This is only a selection of methods, and there are other variants. Skidmore (1989) tested six methods including all of the above. Srinivasan and Engel (1991) tested four methods including Horn’s, best-fit plane, and quadratic surface. Jones (1998) tested eight methods including all of the above except the best-fit plane. Skidmore, and Srinivasan and Engel both use 30 m DEM of natural terrain. Skidmore checked computed gradients against hand calculations from map contours. Srinivasan and Engel evaluated their computed gradients through its use to calculate the length of
slope and steepness of slope factors in the Universal Soil Loss Equation for which observed values were available. Jones used a synthetic surface (similar to our example topography, but generated from a 49-term polynomial) and different relative grid sizes for which true values could be known by numerical methods. The results on the synthetic surface for Formula (9.11) to Formula (9.18) above showed that the second-order finite difference (Ritter) performed best overall followed by Horn and Sharpnack and Akin, and then the quadratic surface.

Increasing accuracy followed decreasing grid size. When the synthetic surface was rotated, Ritter’s showed greater sensitivity to rotation angle than the other methods, which becomes more pronounced as grid size is reduced. Nevertheless, the RMSE remained lower at all times for Ritter’s than for the other methods. Skidmore found a statistically significant correlation between all methods used and the “true” gradient. However, the finite difference approaches yielded lower correlations with Ritter and Sharpnack and Akin giving the worst results. Skidmore also noted that spurious gradients could be calculated regardless of method in areas of flat or near flat terrain. This has important implications, for example, for routing in floodplain areas. Finally, Srinivasan and Engel found that Horn’s finite difference approach was more accurate on flatter slopes than on steeper slopes where the 3 × 3 matrix covered too great an area in relation to the length of slope on steeper sections, and was nevertheless the most accurate overall.
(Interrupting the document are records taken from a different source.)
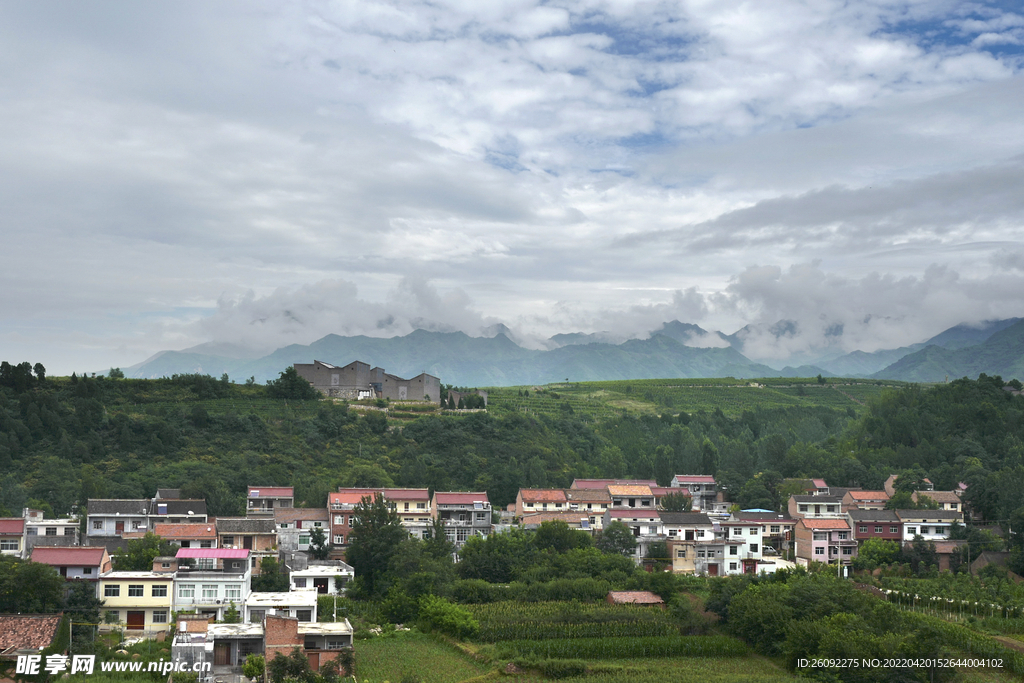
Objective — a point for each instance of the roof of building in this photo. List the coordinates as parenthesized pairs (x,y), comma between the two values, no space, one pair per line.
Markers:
(270,492)
(684,518)
(588,495)
(187,506)
(221,553)
(635,598)
(245,525)
(543,495)
(824,523)
(823,500)
(938,496)
(571,518)
(12,525)
(185,530)
(630,489)
(873,515)
(635,513)
(306,598)
(694,478)
(604,483)
(103,506)
(27,632)
(407,494)
(929,515)
(868,495)
(297,514)
(69,556)
(460,497)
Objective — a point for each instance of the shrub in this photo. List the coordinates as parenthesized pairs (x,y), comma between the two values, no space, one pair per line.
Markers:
(439,614)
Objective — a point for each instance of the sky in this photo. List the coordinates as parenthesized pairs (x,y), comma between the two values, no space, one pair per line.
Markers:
(248,175)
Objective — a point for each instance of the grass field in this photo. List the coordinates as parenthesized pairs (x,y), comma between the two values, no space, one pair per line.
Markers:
(415,656)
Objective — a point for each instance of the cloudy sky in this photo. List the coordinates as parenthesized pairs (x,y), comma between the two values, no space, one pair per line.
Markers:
(263,174)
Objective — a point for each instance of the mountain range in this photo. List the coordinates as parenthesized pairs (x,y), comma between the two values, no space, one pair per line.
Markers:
(675,350)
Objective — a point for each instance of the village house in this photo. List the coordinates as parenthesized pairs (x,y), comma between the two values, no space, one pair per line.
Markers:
(42,531)
(946,500)
(257,535)
(864,500)
(78,562)
(529,501)
(463,513)
(295,525)
(929,524)
(263,501)
(815,507)
(301,604)
(824,540)
(884,524)
(218,578)
(700,487)
(138,601)
(12,537)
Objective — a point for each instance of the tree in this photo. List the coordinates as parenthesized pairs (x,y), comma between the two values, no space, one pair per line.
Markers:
(270,579)
(318,547)
(615,539)
(677,503)
(291,385)
(377,534)
(29,587)
(139,553)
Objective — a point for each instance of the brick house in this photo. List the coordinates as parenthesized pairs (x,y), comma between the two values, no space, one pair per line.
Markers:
(828,541)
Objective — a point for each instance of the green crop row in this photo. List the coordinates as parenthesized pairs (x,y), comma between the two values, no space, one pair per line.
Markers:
(622,648)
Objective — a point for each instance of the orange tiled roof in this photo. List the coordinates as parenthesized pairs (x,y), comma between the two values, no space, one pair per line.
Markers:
(185,530)
(824,523)
(630,491)
(543,495)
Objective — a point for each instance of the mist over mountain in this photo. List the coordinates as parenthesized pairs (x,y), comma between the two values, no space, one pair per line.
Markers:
(675,349)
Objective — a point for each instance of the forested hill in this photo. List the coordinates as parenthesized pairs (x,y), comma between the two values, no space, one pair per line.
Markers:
(65,440)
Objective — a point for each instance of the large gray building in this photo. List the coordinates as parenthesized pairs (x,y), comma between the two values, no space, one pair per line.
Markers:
(358,380)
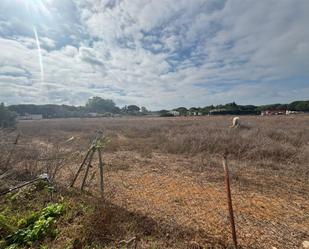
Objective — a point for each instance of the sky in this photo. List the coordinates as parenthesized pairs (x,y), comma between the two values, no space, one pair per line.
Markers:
(154,53)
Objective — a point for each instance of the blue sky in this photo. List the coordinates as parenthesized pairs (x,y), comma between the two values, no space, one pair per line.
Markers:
(159,54)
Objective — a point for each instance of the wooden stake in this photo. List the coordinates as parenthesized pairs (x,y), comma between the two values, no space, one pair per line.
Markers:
(87,169)
(101,173)
(229,201)
(80,167)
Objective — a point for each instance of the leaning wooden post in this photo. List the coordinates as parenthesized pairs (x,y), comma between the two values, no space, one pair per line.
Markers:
(101,173)
(229,201)
(87,169)
(80,167)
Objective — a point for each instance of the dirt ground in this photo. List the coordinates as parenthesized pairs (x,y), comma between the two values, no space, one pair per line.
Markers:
(169,171)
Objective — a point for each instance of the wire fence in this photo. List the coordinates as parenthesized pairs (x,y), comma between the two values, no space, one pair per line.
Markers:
(270,211)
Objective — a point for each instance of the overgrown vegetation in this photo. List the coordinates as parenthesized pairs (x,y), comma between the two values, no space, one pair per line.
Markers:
(164,181)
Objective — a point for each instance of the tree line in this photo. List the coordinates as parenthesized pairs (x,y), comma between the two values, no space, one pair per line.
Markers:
(107,107)
(95,105)
(233,108)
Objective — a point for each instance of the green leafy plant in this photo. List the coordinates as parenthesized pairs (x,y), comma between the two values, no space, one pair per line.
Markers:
(36,226)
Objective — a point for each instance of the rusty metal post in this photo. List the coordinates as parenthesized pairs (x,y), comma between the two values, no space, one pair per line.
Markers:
(87,169)
(229,201)
(80,167)
(101,172)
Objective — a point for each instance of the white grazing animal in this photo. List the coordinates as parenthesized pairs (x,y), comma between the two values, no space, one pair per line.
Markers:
(236,122)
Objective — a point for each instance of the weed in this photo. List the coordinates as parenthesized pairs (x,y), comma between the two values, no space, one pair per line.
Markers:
(36,226)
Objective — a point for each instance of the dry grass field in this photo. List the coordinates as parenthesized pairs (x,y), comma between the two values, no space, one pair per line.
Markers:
(164,180)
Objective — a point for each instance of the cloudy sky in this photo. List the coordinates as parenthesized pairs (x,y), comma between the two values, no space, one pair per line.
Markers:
(156,53)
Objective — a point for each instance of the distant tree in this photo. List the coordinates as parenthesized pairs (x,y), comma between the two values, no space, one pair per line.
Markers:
(299,106)
(144,110)
(182,110)
(7,117)
(133,109)
(165,113)
(231,106)
(100,105)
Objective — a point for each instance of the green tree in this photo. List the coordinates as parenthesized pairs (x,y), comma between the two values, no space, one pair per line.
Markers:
(182,110)
(133,108)
(144,110)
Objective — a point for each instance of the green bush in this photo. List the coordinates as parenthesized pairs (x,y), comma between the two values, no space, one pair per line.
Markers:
(36,226)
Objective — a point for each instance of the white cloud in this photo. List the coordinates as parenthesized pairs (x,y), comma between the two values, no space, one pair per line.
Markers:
(160,54)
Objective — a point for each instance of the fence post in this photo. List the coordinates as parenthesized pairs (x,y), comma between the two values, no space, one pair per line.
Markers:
(229,201)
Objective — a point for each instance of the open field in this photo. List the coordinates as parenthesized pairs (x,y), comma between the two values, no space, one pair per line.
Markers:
(164,181)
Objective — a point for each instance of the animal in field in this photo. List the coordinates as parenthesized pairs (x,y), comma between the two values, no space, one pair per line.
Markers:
(235,122)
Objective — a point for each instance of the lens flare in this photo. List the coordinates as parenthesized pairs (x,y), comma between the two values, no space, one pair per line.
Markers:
(39,53)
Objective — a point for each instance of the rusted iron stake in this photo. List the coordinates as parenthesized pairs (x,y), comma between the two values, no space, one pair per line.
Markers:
(80,167)
(229,201)
(101,173)
(87,169)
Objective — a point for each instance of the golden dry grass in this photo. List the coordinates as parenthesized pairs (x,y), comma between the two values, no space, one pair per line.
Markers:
(164,177)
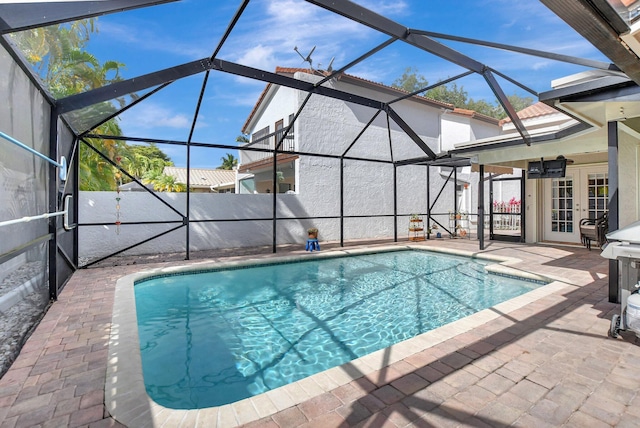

Differences in algorithm can make a difference of up to 286% on the calculation of the length of slope and steepness of slope factors with considerable variability all around. They conclude that “careful selection of slope prediction method is recommended.” These three studies from a comparative perspective have some contrasting results on which method might be better, but from another aspect there is a close agreement, like the interpolation algorithms, each method of calculating gradient will yield a different result. For some simulation models the effect may be negligible, for others it may be more important. Where there is likely to be model sensitivity, that sensitivity should be tested.